Intense debate is under way here as South Africa tries to find a new political system that will satisfy blacks and whites -- and provide peace and stability.

The government set the ball rolling by appointing a committee of 24 members of Parliament to hear evidence about possible alternatives to the present system , under which the whites have complete political control because they alone have the vote.

The government's own plan was to introduce various concessions. These would have given people of mixed descent (known here as Coloreds) and the Asians (people who whites generally regard as "more sophisticated" than the blacks and who are "closer" to the whites culturally and socially) some sort of say in government.

It would do this by creating two extra parliaments and a central "council of Cabinets." However, the scheme was widely attacked for being clumsy and unrealistic. For example, it left out the blacks, who constitute about three- quarters of the population.

Even so, many conservative supporters of the National Party government considered the plan dangerously liberal.

To gain time, the government resorted to the familiar strategy of appointing a commission of inquiry, a step that would postpone any action for the moment.

Instead, this has increased the fury of the debate.

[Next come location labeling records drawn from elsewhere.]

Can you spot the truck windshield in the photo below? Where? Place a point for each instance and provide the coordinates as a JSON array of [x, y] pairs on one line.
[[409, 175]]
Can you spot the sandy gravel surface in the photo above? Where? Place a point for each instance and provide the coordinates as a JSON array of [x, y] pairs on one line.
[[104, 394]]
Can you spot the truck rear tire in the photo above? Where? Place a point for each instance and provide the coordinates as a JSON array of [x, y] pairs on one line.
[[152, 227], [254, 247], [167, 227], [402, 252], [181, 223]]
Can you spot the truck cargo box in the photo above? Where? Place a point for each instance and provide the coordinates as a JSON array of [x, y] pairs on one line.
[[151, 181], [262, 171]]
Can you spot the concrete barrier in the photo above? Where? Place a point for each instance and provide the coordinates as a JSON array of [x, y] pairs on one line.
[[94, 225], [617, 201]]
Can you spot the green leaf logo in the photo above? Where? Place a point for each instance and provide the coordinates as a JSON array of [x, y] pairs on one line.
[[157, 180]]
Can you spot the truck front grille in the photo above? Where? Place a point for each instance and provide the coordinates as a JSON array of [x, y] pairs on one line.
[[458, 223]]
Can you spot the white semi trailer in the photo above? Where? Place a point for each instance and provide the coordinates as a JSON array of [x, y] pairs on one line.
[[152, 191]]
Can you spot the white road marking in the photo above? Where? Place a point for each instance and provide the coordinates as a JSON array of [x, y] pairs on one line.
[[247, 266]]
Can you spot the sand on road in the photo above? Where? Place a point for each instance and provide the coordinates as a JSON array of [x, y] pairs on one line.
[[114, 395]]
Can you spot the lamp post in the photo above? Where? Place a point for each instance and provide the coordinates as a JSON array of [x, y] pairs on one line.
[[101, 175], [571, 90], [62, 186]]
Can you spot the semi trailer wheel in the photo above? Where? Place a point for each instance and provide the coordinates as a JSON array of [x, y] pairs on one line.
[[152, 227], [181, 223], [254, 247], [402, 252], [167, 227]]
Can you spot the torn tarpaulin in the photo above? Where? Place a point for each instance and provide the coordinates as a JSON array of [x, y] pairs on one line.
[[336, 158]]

That much was obvious when the commission sat in public in Cape Town on Jan. 18. Any hope the government might have had that its own scheme would attract support was shattered. Even right-wing groups that traditionally support the National Party criticized it severely, as did senior Afrikaner businessmen and a string of Afrikaner academics.

The most important and influential of those to give evidence was Prof. Ben Vosloo, professor of political science and public administration at the University of Stellenbosch, South Africa's premier Afrikaans-speaking university and traditionally the National Party's "think tank."

Professor Vosloo said that the commission, which consists only of whites, was in no position to produce a final blueprint for a new constitutional framework. He added that a completely multiracial committee or council should be set up to control evolutionary change step by step.

As for the government's own proposals which exclude black Africans, it was like producing "Hamlet, the play, without having Hamlet, the character, on stage."

He proposed that a wide range of racialist laws should be repealed to help create the "right political climate" for evolutionary change. These include laws prohibiting interracial marriages, and others enforcing compulsory social segregation.

Leading newspapers that usually support the government immediately supported Professor Vosloo and gave his views wide coverage.

At the same time, a widely respected Nationalist newspaper columnist declared passionately: "Hard, cold, even-handed negotiation [between black and white] is now on the order paper. . . . The whites will do their share to arrive at a meaningful settlement that will bind us together as partners."

But most South Africans realize it will be difficult to find a compromise that will suit everybody. Even though the whites generally are coming to accept that political reform is essential, they are worried about losing political power or, as it is usually put, "control of our own affairs."

And black hard-liners are equally adamant that what they are after is one-man , one-vote, which would give blacks overwhelming political control of this currently white-ruled country.

Nonetheless, some blacks have come forward, including representatives of the huge Inkatha organization headed by Chief Gatsha Buthelezi, chief of the Zulu tribe.